Having just returned from a vacation in China for the Beijing Olympics, I’d be remiss if I didn’t spend a moment with a quick impression from business life there. I’ve been to Hong Kong before, but this was my first trip to the mainland. And since my work as a startup guy and now VC has been focused mainly in the US, I’ve been a casual observer at best on China’s continued startup boom.
I’m not a brand marketer by training, but am constantly fascinated by the underlying causes of the rise and fall of brands. I’ve blogged on the topic before, which ironically is the most visited post on my site and for whatever reason Google saw fit to make the top result for “brand vs. product” searches. What struck me, as a leisure visitor, wasn’t the creation and growth of all the exciting new companies that are being built but rather the revival of American consumer brands that often have eroding value back home.
While the US market is a giant money pit for GM, sales in China are growing rapidly thanks to brands like Buick. Yes, that Buick… the one that few Americans under the age of 55 would ever choose to associate themselves with and is in terminal decline in the US is a luxury icon in China, alongside German brands like Audi.

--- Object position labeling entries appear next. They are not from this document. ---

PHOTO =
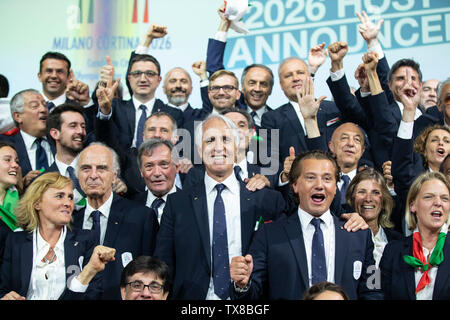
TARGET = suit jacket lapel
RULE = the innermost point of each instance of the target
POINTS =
(199, 203)
(295, 235)
(293, 120)
(131, 117)
(115, 218)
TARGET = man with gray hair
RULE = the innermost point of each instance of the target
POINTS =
(158, 169)
(30, 113)
(219, 213)
(118, 223)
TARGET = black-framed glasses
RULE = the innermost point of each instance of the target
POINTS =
(139, 286)
(148, 74)
(226, 89)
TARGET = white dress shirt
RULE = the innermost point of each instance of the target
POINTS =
(149, 105)
(379, 242)
(31, 146)
(231, 200)
(104, 210)
(151, 197)
(47, 281)
(328, 237)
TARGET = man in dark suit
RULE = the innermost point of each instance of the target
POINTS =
(30, 113)
(288, 118)
(118, 223)
(204, 226)
(310, 245)
(158, 170)
(128, 117)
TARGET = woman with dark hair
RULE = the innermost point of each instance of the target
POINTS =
(368, 195)
(40, 263)
(417, 267)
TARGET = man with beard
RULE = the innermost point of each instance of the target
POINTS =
(66, 126)
(29, 113)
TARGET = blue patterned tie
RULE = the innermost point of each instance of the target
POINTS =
(141, 123)
(237, 173)
(41, 156)
(346, 180)
(95, 215)
(76, 183)
(318, 261)
(221, 268)
(156, 204)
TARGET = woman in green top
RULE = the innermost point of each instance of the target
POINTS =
(9, 176)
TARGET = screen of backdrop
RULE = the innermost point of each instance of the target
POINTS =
(88, 30)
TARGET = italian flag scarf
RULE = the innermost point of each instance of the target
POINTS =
(418, 259)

Holiday Inn is thriving in China, with everything from luxury towers in Shanghai, Shenzen, and Beijing to more pedestrian hotels in the interior cities. Here in the US the brand (part of the Intercontinental Group) has been a laggard and has largely been relegated to the budget segment with the Holiday Inn Express flag.
Of course it’s not just the domestic Chinese market. Electronics brands like IBM’s Thinkpad (not really a dying brand, but now owned by Lenovo formerly Legend Computer) and the old Westinghouse brand (now owned by Chi Mei – Taiwanese company with manufacturing both there and mainland China) have been acquired by Chinese companies and then strengthened in the US and other overseas markets. And many strong multinational brands that are based here in the US (Coca-Cola, Starbucks, Nike) are doing very well in China too. But it was interesting to observe the successful repurposing of brands in new geographic markets.